Efficient Querying and Maintenance of Network Provenance at Internet-Scale (2010)

Network provenance is like provenance, but over the network. It lets you point at a piece of state in a distributed protocol and ask how it was derived. Network provenance is useful to debug, find performance bottlenecks, and so on. This paper makes the following contributions:

It presents a distributed data model for network provenance. That is, it describes a way to physically organize network provenance into a bunch of horizontally partitioned relations.
It describes a way to efficiently maintain and query provenance. Essentially, as an instrumented program executes, it proactively maintains a set of data structures which it can later use to answer provenance queries. It is analogous to a program generating profiles at runtime which a profile-guided optimizer later uses to optimize the program. This paper describes how to maintain those data structures and how to use them to answer queries.
It introduces the ExSPAN prototype which implements (1) and (2).

Declarative Networks

Declarative networks are distributed systems (or protocols) implemented using NDLog: a variant of Datalog that is very similar to Bloom.

Network Provenance

Network provenance can be characterized by three axes:

Granularity. There are three granularities of network provenance.
- Tuple-level provenance is most similar to traditional provenance. It records every derivation (including all intermediate results) of every tuple.
- Node-level provenance can be used to track which nodes a particular output tuple has been on, but does not necessarily include information about specific derivations.
- Finally, trust domain level provenance groups together nodes into trust domains and provides information about which trust domains a tuple has been in.
Representation. The granularity of provenance determines how provenance information is stored. For example, tuple-level provenance requires that the system stores all derivations while node-level provenance allows the system to store less information. Provenance can also be represented using provenance semirings, and provenance semirings can be compressed using BDDs.
Distribution. All provenance information can be stored on a single centralized node, or provenance information can be distributed across machines.

Provenance Data Model

The provenance of a tuple t is represented as a graph (V,E) where the vertex set V consists of tuple vertices (representing base and intermediate tuples) and rule execution vertices (representing rule instantiations). An edge from tuple vertex t to rule execution vertex r signifies that t is an input to r. An edge from r to t represents that r derived t. Essentially, we take a proof tree

        w(b,c)
        ------ [r2]
y(a,b)  z(b,c)
-------------- [r1]
     x(a)

and convert everything into a vertex:

          [w(b,c)]
             ||
            [r2]
             ||
 [y(a,b)] [z(b,c)]
     \\     //
       [r1]
        ||
      [x(a)]

Each tuple vertex foo(a, b, c) is assigned a VID SHA-1(foo + a + b + c). Each rule execution vertex r@x with children a, b, c is assigned a RID SHA-1(r + x + a + b + c). Provenance information is then stored in two tables:

prov(@Loc, VID, RID, RLoc), and
ruleExec(@RLoc, RID, R, VIDList)

where

prov(@LOC, VID, RID, RLoc) signifies that the tuple with VID VID resides at LOC and can be derived using the rule with RID RID which resides at RLoc; and
ruleExec(@RLoc, RID, R, VIDList) signifies that the rule with RID RID resides at RLoc, has label R, and has children with VIDs in VIDList.

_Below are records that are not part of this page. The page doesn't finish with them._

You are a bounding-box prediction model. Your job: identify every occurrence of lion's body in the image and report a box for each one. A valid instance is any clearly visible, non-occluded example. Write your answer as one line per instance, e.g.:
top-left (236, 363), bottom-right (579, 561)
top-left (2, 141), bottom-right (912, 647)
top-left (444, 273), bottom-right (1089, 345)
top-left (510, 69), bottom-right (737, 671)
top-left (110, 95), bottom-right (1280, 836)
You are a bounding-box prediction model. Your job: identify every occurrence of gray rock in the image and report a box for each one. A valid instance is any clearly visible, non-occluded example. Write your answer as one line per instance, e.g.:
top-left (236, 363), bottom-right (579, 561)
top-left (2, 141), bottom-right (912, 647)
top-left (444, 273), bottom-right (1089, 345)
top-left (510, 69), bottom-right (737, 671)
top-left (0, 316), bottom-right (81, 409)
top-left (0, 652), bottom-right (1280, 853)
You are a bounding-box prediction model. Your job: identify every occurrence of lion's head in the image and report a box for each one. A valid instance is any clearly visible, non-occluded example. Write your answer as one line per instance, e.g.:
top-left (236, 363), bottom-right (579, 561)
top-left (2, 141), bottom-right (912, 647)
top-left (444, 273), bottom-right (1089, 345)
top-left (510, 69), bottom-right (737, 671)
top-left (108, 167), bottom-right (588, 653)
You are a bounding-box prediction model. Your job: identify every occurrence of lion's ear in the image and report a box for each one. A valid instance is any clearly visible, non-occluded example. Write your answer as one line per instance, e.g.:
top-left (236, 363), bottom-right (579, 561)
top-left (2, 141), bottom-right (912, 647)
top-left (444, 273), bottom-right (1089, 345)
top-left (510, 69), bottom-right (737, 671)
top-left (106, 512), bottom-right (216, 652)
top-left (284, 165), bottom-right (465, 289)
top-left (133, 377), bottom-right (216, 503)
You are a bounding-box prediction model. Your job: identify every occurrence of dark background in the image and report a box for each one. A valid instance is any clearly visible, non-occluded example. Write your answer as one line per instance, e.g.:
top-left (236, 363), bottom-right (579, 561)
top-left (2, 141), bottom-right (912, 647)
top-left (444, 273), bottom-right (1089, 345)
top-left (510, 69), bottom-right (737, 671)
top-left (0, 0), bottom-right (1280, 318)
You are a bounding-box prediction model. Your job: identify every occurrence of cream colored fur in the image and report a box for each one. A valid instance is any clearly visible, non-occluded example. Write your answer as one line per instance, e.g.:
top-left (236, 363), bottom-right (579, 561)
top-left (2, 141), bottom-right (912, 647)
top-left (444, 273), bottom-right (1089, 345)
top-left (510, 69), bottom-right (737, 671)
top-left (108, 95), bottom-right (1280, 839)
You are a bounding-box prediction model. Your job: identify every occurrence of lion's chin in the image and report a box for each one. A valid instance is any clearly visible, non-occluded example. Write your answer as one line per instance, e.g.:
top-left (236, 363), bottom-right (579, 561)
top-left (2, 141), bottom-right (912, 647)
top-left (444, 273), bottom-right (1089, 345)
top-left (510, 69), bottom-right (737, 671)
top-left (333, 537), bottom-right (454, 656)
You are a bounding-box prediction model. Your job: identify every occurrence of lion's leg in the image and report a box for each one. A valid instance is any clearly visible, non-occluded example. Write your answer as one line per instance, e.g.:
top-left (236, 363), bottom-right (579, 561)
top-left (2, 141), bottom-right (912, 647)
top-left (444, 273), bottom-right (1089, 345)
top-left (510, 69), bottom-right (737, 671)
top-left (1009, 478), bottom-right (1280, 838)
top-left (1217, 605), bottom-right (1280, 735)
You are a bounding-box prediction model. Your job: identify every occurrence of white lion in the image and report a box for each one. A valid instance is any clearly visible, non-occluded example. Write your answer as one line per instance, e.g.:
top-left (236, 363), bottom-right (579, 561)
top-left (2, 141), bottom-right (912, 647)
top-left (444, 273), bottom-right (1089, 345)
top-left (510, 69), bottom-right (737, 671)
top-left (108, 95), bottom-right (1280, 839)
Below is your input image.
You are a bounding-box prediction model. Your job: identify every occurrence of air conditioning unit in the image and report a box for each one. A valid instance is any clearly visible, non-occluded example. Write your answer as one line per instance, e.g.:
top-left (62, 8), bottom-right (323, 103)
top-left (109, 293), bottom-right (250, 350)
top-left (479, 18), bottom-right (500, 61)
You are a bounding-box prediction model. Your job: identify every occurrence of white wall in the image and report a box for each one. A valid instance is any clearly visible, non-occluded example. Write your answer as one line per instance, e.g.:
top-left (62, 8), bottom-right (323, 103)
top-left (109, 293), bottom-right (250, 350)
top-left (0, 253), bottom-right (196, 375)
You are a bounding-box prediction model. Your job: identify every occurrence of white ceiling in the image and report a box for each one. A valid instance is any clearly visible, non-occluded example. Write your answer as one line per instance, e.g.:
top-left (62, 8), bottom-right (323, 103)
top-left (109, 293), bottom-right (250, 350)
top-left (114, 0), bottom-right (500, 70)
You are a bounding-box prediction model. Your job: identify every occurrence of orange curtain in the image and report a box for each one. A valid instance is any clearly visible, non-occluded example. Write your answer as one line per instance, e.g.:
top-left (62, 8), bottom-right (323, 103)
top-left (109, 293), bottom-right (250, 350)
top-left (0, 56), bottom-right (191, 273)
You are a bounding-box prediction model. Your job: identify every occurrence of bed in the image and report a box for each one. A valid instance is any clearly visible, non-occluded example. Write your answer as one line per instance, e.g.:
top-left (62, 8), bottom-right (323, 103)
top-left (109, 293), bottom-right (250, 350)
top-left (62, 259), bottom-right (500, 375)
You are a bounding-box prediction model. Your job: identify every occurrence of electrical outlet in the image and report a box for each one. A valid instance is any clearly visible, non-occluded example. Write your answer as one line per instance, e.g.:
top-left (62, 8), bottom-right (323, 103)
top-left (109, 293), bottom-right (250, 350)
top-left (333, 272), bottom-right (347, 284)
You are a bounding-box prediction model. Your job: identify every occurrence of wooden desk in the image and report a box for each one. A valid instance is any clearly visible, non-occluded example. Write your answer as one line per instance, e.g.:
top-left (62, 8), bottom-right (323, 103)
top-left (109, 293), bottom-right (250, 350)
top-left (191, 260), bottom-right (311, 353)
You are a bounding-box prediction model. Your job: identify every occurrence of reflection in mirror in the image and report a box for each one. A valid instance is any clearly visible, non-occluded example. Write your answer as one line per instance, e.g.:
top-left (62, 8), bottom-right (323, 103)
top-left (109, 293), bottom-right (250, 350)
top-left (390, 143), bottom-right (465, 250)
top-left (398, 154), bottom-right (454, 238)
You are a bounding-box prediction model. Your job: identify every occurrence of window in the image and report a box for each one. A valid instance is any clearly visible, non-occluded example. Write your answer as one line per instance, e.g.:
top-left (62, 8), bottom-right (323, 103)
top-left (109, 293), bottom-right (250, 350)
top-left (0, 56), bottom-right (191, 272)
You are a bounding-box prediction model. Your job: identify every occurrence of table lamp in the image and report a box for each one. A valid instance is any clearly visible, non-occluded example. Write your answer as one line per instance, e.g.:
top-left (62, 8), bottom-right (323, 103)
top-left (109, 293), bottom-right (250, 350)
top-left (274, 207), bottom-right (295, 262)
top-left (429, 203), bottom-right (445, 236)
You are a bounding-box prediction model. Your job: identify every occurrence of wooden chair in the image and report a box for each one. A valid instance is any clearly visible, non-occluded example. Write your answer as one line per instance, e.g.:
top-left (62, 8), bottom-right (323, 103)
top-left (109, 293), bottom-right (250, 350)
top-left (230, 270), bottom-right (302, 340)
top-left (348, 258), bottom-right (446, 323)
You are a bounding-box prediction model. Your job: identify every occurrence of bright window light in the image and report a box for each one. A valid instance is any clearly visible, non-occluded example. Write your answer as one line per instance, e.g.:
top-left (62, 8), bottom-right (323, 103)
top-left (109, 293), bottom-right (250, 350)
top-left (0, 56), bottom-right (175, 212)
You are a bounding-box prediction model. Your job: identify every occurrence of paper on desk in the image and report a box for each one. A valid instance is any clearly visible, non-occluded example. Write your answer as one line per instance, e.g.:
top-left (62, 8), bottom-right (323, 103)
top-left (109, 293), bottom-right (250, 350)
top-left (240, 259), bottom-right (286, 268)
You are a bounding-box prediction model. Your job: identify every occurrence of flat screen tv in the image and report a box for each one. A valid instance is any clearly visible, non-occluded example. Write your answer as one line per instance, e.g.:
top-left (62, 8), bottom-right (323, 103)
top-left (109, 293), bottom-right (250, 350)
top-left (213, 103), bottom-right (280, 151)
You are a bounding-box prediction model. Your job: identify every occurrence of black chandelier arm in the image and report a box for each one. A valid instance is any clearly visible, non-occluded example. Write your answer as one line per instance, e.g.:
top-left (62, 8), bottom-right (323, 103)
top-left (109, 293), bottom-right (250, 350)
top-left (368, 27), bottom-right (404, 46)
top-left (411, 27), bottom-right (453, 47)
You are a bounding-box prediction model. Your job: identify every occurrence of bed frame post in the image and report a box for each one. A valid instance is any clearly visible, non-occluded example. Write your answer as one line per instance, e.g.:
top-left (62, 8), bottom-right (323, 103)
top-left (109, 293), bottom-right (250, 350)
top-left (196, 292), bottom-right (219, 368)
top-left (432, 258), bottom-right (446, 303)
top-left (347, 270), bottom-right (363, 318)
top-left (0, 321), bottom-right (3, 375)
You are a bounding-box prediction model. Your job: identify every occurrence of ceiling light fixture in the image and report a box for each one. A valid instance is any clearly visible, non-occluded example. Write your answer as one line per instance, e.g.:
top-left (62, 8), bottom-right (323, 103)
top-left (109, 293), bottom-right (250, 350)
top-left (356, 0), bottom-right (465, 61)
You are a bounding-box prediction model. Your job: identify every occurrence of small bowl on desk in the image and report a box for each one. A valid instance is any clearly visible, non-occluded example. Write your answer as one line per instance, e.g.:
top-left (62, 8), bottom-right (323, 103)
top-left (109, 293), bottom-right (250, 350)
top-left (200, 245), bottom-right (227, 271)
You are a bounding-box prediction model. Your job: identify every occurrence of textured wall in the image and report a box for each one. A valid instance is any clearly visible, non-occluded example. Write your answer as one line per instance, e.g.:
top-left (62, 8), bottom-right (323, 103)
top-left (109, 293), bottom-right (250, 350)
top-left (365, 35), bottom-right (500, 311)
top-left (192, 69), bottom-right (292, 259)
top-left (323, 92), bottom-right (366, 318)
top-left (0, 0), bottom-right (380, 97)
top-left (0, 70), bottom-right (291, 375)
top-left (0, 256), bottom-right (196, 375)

With these two tables, we can answer provenance queries (more on this later). When tuples are sent from one node to another, they include the RID and RLoc of the rule that derived them. This approach is known as the reference-based approach to network provenance. In alternative approach, known as the value-based approach, each tuple carries around all entries of prov and ruleExec needed to form its provenance.

Distributed Provenance Maintenance

Given an NDLog program, ExSPAN rewrites each inference rule into a set of inference rules which maintains the prov and ruleExec rules. That is, whenever a tuple is inserted or deleted, the corresponding entries of prov and ruleExec are simultaneously updated. The specifics of the rewrite are complicated; see the paper for details.

Querying Provenance

Users express a provenance query in the form eProvQuery(@X, QID, VID, Ret) which returns the provenance of tuple with VID VID residing at X to the node Ret. The query is also given a unique identifier QID. ExSPAN can answer a query like this with 10 NDLog rules (see paper for details). These ten rules are parametrized on three predicates---f_pEDB, f_pIDB, and f_pRULE---which users can use to customize the result of the query. For example, they can use them to return provenance semirings or return a count of the number of derivations for a particular tuple.

Query Optimization

ExSPAN performs optimizations to reduce the latency and bandwidth requirements of provenance queries.

The (intermediate) results of queries are cached so that similar queries can avoid redundant work. When tuples are inserted or deleted, the corresponding cache entries are invalidated.
By default, query processing performs a breadth-first search. A depth-first search can be more efficient when evaluating threshold queries like "does the number of derivations exceed 10?"
ExSPAN can sometimes condense provenance semiring using BDDs.